Showing Competitiveness, Grit to the End PHS Girls’ Swimmers Fall in Public B Semis
Greg Hand knew that his Princeton High girls’ swimming team faced a big challenge as it took on Ocean City last Wednesday in the program’s first appearance in the Public B state semifinals since 2011.
While PHS produced its usual highly spirited effort, the Little Tigers suffered their first and only loss of the season as they fell 96-74 at the Neptune Aquatics Center.
“They swam about as fast as we anticipated,” said Hand of Ocean City. “I thought we had a real fine team this year and I thought we gave them a great meet.
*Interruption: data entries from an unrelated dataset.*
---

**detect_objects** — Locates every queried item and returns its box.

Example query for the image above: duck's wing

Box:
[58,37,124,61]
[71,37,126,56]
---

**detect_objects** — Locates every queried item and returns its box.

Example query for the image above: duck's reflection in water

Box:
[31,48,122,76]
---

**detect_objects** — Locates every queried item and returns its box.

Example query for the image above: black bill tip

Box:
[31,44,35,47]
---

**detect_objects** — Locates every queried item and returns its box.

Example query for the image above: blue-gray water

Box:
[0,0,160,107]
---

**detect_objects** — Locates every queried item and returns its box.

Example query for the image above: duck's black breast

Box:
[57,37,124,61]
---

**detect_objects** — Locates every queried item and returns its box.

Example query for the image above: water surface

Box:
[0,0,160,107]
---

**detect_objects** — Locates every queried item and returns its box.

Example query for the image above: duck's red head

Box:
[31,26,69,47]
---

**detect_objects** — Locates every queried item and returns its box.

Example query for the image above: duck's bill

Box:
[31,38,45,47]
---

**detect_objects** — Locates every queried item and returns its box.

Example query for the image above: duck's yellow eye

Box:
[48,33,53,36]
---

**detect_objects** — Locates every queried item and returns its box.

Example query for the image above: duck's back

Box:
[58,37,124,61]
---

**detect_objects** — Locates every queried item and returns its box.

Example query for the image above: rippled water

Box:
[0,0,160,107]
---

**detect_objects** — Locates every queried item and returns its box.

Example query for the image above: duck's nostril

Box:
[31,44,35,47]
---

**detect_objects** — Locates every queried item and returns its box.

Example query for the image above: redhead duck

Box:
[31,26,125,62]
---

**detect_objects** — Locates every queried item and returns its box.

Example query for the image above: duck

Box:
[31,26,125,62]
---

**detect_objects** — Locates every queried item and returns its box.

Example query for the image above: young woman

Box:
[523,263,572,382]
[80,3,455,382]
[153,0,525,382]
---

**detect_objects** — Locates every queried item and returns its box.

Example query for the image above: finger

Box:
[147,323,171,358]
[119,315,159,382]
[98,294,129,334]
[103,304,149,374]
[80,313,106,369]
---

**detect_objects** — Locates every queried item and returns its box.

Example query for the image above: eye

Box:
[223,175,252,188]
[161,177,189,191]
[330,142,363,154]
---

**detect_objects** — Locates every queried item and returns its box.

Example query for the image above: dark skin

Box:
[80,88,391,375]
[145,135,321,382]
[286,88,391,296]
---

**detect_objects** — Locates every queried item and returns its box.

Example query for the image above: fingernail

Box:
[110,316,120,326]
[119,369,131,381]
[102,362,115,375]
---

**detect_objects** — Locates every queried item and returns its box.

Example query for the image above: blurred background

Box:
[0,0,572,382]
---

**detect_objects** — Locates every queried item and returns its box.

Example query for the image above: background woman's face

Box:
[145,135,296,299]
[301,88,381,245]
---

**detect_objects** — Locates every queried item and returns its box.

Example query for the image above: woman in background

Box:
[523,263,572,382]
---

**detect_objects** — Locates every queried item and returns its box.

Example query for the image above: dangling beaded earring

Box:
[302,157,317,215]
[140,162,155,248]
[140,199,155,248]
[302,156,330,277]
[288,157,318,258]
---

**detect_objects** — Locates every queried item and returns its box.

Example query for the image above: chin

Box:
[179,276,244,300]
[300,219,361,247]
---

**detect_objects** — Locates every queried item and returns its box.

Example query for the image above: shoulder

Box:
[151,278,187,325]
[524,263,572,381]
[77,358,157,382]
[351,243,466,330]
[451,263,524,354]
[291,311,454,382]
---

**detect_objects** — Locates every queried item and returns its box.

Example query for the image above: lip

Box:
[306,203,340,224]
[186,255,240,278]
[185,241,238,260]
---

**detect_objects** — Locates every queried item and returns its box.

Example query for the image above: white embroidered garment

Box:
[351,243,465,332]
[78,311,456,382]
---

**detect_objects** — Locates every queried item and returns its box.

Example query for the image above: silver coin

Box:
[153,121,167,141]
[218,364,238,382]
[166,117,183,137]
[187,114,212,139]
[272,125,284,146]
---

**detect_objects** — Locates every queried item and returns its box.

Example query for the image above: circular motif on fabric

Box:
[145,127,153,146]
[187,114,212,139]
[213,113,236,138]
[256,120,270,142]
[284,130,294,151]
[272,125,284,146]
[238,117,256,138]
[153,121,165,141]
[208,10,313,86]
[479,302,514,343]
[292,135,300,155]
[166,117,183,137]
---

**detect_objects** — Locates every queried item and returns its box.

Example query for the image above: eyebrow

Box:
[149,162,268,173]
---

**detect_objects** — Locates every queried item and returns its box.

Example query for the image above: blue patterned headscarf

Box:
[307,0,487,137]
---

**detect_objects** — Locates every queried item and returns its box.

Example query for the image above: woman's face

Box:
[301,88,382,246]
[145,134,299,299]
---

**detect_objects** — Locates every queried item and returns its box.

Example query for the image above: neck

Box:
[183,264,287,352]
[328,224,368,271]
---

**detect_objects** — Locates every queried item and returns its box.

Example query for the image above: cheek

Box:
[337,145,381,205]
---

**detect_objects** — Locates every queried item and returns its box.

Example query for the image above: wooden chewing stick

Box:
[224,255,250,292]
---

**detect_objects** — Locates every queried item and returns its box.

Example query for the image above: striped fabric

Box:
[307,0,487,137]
I felt we earned this spot. Ocean City is just a terrific team and they have quality depth throughout the lineup. We were just beaten by a very strong opponent.”
PHS’s sophomore standouts, Madeleine Deardorff and Brianna Romaine, showed their quality as Deardorff placed first in the 200 individual medley and the 100 butterfly while Romaine won the 100 freestyle and the 100 backstroke.
“Our girls were great,” said Hand, whose team also won the 400 free relay with the quartet of Deardorff, Romaine and a pair of freshmen, Jamie Liu and Melinda Tang.
“As far as center lane swimming, Brianna had some real challenging matchups there and did an incredible job. She got her personal best in the freestyle again, having come off a great county meet. She had a lights-out kind of day. Likewise, Maddie Deardorff had a terrific day competitively.”
The PHS swimmers in the outside lanes also stepped up. “Across the board it went that way,” said Hand, whose team ended the season with a 12-1 record.
“Taylor Chiang, a senior, had a wonderful day with a personal record. But it’s not just about the PRs but the nature of the competitiveness and grit the kids showed. That indicated to me that we were going out the right way, win or lose.”
While the loss and its finality stung, the Little Tigers are clearly heading in the right direction.
“We are graduating a wonderful senior class,” said Hand. “But we know there are some kids coming up from the eighth grade from Cranbury and Princeton. And the kids who are here do have this experience and will have the background that other kids will feed off of.”